In any case, my wary wife has warmed to her new bike and has given in to riding on the streets. After ride no. 5 (when she ate it), she actually thanked me and said she enjoyed the outing. I'm sure we'll be back on the trails on our mountain bikes soon enough, but honestly, I'm kind of digging not having to load bikes on the car to drive to the trailhead, and the relatively quiet Oakland hills are a far cry from pedaling the aggressive streets of San Francisco that put a bad taste in her mouth so many years ago.
 

FlatSix911

Well-Known Member
Hey, it's been a few weeks, here's an update.

Excellent timing (pat on back) for the shelter in place. My wife gave me the stink-eye when I brought this bike home, but she's been riding it every weekend. She's even made a cross-town meal delivery.

Other than the ridiculously wide saddle and stock upright position -- both solved -- my biggest criticism is that the stock gearing was too high.
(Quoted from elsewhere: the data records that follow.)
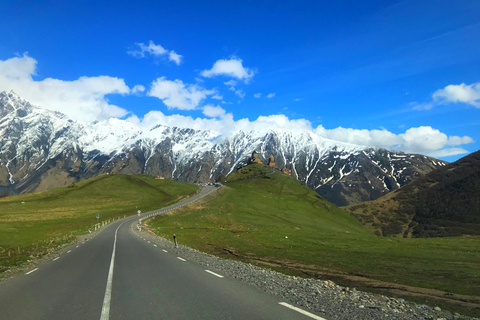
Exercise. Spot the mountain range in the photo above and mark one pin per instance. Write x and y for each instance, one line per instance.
(41, 149)
(444, 202)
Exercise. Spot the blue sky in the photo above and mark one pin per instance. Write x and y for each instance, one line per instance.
(403, 75)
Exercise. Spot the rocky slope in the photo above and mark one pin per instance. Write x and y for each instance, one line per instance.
(445, 202)
(41, 149)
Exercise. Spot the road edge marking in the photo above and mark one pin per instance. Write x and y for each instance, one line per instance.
(108, 289)
(308, 314)
(215, 274)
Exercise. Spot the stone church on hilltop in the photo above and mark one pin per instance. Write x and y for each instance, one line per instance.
(271, 163)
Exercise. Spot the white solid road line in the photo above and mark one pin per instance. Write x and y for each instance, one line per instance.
(215, 274)
(32, 271)
(308, 314)
(108, 290)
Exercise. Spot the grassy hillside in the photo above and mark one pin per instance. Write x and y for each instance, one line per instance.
(445, 202)
(33, 224)
(264, 217)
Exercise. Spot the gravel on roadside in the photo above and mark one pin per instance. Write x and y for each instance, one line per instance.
(329, 300)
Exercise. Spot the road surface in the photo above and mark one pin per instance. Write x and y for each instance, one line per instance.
(119, 275)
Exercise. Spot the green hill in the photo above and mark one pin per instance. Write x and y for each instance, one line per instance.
(33, 224)
(444, 202)
(264, 217)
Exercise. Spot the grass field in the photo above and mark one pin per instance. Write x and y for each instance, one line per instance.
(267, 218)
(34, 224)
The 44x34T low gear caused her to stall out and dramatically eat it (she pegged a good sized pothole right as she was running out of steam) at the top of a steep climb.

The antidote was to put another $190 into the bike and upgrade the drivetrain to an SLX 11-speed with an 11-42 cassette. That's about 20% lower gearing, and on the same pitch that gave her trouble, the motor had no difficulty pulling her up. Added bonus is it's much crisper shifting than the stock Aliveo, with a 2-way release, and I believe she can dump three or four gears with a single thumb press.

The caveat with this was a gotcha that ambushed me: the Detour's 19+ inch chainstay length hosting a 44T chainring and 42T pie plate needs A LOT of chain -- 124 links to be precise. The stock 116-link chain that came with the new group set didn't cut it. A local shop had the 138-link e-bike specific CN-E8000-11 on the shelf for an astounding $80!!!

In any case, my wary wife has warmed to her new bike and has given in to riding on the streets. After ride no. 5 (when she ate it), she actually thanked me and said she enjoyed the outing. I'm sure we'll be back on the trails on our mountain bikes soon enough, but honestly, I'm kind of digging not having to load bikes on the car to drive to the trailhead, and the relatively quiet Oakland hills are a far cry from pedaling the aggressive streets of San Francisco that put a bad taste in her mouth so many years ago.
Congratulations on the timing or your recent purchase and maintaining domestic harmony! ;)

Enjoy riding the beautiful foothills of the East Bay... Oakland/Berkeley/Montclair/Piedmont.